I contribuenti che non pagano correttamente le imposte, osserva Lef, “oltre a non concorrere a sostenere le spese dello Stato, ottengono un vantaggio nell’accesso ai servizi erogati in base all’indicatore della situazione economica equivalente”. Quindi grazie all’evasione, queste persone, “scavalcano nelle graduatorie i contribuenti che dichiarano correttamente”. Secondo le simulazioni dell’associazione con una evasione di diecimila euro si riesce ad ottenere un vantaggio che può arrivare fino al 70% rispetto a chi, nella identica situazione familiare e reddituale, dichiara tutto.

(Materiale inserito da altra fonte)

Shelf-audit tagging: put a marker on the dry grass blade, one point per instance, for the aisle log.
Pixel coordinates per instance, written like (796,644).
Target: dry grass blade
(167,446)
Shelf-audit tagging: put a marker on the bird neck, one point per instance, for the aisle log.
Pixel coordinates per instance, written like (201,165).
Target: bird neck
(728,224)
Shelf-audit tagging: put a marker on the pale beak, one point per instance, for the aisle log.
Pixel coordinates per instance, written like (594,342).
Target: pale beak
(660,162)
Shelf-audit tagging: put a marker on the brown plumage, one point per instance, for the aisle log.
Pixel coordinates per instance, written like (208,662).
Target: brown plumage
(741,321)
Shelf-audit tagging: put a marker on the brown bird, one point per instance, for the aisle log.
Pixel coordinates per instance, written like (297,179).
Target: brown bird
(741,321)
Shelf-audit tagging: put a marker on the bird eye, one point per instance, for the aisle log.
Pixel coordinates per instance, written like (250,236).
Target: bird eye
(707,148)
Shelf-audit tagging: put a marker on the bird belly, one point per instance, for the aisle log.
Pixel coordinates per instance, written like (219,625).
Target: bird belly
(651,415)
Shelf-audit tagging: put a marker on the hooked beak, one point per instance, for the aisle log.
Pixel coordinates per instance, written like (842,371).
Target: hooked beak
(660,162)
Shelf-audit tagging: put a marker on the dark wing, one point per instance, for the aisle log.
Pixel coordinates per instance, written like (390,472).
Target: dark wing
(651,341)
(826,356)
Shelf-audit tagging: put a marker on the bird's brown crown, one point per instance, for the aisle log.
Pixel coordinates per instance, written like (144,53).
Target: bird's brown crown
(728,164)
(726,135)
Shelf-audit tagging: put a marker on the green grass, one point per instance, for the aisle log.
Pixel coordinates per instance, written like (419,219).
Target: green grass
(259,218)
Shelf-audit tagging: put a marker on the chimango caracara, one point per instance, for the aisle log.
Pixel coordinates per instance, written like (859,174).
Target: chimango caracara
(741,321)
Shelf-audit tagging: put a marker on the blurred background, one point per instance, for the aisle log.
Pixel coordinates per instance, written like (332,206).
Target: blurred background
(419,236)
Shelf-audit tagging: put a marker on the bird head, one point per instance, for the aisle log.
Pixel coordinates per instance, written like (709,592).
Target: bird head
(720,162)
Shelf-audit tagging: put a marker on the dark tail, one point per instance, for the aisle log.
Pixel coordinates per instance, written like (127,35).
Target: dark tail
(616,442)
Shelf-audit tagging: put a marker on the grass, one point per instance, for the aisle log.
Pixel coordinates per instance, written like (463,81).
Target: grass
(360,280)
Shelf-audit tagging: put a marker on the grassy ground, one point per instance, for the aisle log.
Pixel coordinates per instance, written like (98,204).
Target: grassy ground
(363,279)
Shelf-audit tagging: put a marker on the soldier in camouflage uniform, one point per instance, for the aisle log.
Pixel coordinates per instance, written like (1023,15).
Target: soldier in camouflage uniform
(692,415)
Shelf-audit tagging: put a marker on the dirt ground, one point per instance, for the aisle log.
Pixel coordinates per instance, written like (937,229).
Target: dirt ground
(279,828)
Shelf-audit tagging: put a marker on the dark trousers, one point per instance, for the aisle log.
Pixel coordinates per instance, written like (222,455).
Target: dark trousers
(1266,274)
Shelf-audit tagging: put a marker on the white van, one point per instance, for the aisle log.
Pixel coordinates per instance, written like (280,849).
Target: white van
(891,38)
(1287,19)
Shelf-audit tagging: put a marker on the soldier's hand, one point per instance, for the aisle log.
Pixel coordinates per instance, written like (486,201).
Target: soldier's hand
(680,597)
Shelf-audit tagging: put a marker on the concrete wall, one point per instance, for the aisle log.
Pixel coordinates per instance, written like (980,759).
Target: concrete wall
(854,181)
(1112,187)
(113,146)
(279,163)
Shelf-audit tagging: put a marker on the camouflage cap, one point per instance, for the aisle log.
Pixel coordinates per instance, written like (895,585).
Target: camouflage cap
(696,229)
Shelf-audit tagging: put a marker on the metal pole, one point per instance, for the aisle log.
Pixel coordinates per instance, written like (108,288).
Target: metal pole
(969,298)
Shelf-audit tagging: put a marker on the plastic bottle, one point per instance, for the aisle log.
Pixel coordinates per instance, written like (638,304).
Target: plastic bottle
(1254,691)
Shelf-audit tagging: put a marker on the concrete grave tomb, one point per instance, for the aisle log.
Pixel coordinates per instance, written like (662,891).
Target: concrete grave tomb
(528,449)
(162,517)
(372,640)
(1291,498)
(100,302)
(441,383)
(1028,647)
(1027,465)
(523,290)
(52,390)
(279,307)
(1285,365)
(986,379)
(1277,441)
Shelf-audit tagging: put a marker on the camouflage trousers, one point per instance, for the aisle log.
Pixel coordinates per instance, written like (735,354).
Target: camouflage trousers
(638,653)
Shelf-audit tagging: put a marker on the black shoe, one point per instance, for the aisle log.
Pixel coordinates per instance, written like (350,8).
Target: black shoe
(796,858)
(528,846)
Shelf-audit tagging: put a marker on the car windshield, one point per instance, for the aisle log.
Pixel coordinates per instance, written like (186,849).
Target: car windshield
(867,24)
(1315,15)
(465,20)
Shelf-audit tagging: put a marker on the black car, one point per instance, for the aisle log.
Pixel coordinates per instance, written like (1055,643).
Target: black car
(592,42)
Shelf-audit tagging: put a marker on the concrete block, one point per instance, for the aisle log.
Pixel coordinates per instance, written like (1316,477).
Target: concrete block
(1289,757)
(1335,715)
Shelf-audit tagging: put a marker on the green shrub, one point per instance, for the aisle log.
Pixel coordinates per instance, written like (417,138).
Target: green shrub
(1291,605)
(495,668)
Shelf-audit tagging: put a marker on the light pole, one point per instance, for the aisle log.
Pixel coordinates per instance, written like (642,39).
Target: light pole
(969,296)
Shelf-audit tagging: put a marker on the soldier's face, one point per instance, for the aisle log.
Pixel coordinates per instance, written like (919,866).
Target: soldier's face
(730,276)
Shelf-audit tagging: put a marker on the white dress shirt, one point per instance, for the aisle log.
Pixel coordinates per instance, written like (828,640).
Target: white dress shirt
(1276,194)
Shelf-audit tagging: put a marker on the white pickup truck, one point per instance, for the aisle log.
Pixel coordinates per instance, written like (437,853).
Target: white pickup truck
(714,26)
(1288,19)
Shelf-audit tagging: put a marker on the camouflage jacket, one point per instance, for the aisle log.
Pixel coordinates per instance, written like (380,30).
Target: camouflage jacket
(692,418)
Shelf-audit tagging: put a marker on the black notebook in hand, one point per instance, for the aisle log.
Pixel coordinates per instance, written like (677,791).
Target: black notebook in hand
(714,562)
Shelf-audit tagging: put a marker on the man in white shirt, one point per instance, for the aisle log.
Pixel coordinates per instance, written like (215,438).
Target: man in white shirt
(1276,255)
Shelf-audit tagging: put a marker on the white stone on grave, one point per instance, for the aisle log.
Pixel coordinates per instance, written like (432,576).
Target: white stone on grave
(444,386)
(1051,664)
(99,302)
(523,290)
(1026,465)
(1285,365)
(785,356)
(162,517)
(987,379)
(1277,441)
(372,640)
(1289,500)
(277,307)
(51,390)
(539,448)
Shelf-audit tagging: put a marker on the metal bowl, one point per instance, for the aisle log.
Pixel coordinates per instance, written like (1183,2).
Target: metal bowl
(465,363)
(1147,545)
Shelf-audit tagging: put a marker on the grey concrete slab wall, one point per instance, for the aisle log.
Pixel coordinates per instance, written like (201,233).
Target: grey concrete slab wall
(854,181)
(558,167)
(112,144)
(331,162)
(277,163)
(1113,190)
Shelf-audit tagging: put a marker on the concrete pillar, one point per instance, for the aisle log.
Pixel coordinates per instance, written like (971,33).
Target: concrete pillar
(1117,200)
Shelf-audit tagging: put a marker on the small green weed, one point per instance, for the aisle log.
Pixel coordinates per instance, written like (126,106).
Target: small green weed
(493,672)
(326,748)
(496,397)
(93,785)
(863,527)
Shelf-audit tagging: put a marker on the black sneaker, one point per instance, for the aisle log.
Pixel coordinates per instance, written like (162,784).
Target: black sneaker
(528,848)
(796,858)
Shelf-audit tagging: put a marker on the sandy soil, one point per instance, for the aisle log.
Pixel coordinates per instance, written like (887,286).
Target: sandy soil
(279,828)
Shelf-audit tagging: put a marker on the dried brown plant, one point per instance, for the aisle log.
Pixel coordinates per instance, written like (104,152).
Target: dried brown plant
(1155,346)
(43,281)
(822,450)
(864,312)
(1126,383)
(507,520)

Inoltre dallo studio di Lef emerge che l’ammontare del reddito evaso incide proporzionalmente sul valore dell’indicatore con un vantaggio competitivo illegale che diminuisce all’aumentare della componente patrimoniale. Questo significa che nel caso di una famiglia con due figli minori e un reddito complessivo di 31.600 euro il vantaggio, con una evasione di diecimila euro, va dal 45% in presenza di un patrimonio basso al 18% con un patrimonio più consistente. In pratica, considerando lo stesso reddito e la stessa evasione, una famiglia in affitto con un patrimonio mobiliare di ottomila euro ha un Isee quasi dimezzato, mentre con un patrimonio mobiliare di 40 mila euro ha un vantaggio illegale del 31%. Lo stesso nucleo se ha una casa di abitazione di 57 mila euro e un patrimonio mobiliare di ottomila euro con diecimila euro di evasione ha un vantaggio illegale del 34%, mentre se il patrimonio mobiliare sale a 40 mila euro il vantaggio scende al 25%. Con una abitazione di 171 mila euro e un patrimonio mobiliare di ottomila euro il vantaggio scende al 22%, mentre aumentando il patrimonio mobiliare a 40 mila euro il vantaggio si attesta al 18%.